Il
n'y a pas de place Saint-Christoly à Alcalà de Henares mais il y a une
place Alcalà de Henares à Talence,
toujours sur le trajet de la ligne B qui s'en va jusqu'au centre de
Pessac. Coupée en deux par la circulation, cette place est en fait un
couloir pour les vents. On ne s'y promène pas. On y
musarde encore moins. On attend la prochaine rame sans rien voir.

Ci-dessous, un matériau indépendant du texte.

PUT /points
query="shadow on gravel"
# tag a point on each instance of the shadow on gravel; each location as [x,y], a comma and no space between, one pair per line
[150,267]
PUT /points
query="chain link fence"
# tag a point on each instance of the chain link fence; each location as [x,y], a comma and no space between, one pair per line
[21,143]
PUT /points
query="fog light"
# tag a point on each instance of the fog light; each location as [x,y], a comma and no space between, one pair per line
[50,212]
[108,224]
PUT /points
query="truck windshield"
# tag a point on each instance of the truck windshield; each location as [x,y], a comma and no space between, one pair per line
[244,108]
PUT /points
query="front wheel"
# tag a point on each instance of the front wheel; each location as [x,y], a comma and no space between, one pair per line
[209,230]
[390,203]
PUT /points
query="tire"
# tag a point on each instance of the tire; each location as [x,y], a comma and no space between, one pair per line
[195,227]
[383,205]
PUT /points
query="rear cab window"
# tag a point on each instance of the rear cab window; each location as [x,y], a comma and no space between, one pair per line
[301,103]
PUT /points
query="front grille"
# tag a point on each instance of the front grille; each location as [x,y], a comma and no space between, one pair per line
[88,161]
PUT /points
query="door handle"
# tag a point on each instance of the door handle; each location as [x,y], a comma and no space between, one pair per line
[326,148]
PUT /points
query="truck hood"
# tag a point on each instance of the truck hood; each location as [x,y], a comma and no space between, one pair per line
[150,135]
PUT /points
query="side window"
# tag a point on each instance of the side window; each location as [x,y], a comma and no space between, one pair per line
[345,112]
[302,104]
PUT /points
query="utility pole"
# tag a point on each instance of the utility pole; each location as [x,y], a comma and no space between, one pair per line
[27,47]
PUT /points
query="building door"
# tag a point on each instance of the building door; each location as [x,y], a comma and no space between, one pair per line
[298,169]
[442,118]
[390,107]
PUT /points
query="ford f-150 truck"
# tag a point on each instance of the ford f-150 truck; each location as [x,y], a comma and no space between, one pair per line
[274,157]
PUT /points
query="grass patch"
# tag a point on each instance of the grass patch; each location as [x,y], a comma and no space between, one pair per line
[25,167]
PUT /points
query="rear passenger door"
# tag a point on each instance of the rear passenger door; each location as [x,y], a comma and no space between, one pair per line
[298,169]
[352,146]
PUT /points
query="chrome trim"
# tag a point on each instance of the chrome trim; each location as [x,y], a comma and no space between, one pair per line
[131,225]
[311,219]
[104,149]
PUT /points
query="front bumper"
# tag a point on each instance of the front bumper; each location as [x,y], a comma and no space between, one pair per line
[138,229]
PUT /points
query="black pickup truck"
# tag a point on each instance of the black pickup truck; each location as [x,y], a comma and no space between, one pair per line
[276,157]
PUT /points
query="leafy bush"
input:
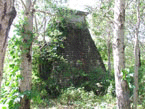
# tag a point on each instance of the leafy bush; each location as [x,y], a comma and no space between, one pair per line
[77,97]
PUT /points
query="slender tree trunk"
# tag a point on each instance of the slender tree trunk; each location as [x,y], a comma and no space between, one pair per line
[7,15]
[26,62]
[136,54]
[109,52]
[122,89]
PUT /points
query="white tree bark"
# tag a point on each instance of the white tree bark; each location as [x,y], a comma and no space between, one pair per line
[7,15]
[26,61]
[122,91]
[136,54]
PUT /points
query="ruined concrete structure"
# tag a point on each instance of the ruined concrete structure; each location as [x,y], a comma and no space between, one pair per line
[79,48]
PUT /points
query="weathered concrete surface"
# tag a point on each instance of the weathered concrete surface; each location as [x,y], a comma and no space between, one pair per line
[79,48]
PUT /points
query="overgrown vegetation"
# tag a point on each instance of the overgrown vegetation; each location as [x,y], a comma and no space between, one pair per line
[56,82]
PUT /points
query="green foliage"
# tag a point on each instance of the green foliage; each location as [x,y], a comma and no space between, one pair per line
[78,97]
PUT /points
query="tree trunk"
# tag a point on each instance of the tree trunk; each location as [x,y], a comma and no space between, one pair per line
[122,91]
[26,62]
[136,54]
[109,52]
[7,15]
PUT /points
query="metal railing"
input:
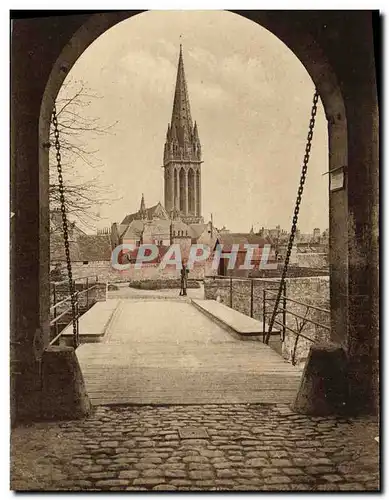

Les terrasses des cafés et des brasseries, les affiches géantes du
multiplex qui fourgue du cinéma à consommer rapidement
empêchent le regard. La proximité du campus universitaire conduit là
toute une jeunesse gourmande de frites américaines et d'effets
spéciaux.
Comment un paysage saurait-il exister dans un
environnement aussi hostile ? Comment le petit espace vert dédié au
repos, avec ses arbres qui paraissent venir de nulle part, pourrait-il
accéder au statut de jardin, de simple jardin ? Il y a
pourtant, un peu en retrait, un immeuble qu'on peut remarquer si on
s'en donne la volonté. Un ingénieux parement métallique ajouré de
feuilles d'érable en recouvre la façade et c'est un plaisir
pour les yeux. Qu'on la regarde de face ou de biais, de près ou de
loin, la lumière de jour comme la lumière de nuit y compose des écrins
changeants : sous-bois à l'affût dans la pénombre,
frondaison frémissante aux soupirs de la brise ou, carrément, tapis
volant pour aller tutoyer les étoiles.
Au rez-de-chaussée, l'amateur de
flibuste écossaise Jean-Pierre Ohl essaie de vendre de
la littérature dans la librairie Georges. Aux étages supérieurs, une
structure culturelle essaie d'animer la banlieue endormie. Talence est
une ville que je traverse désemparé. La place Alcalà de
Henares pourrait en constituer le centre. Ce serait possible avec un
peu de fantaisie. Ce serait viable avec un peu d'audace. La fantaisie,
l'audace, à hauteur d'homme, n'ont plus droit de cité
nulle part en matière de paysage ordinaire. Les architectes, les
bâtisseurs ont renoncé à la notion de durée.
Les fous qui dressaient les
cathédrales sentaient, même confusément, que les petits
enfants de leurs petits enfants recevraient leur œuvre en héritage.
Les résignés qui dressent aujourd'hui les nouveaux quartiers savent
qu'ils ne transmettront rien. Les immeubles crouleront
sous les lézardes avant la fin du siècle. L'argent destiné aux
espaces verts sauvera les vieux parcs mais délaissera les parcelles mal
plantées des coins trop neufs. Les habitants, soumis au
transit de la mobilité, ne feront jamais souche dans ce paysage
jetable. Emporté par tous les vents.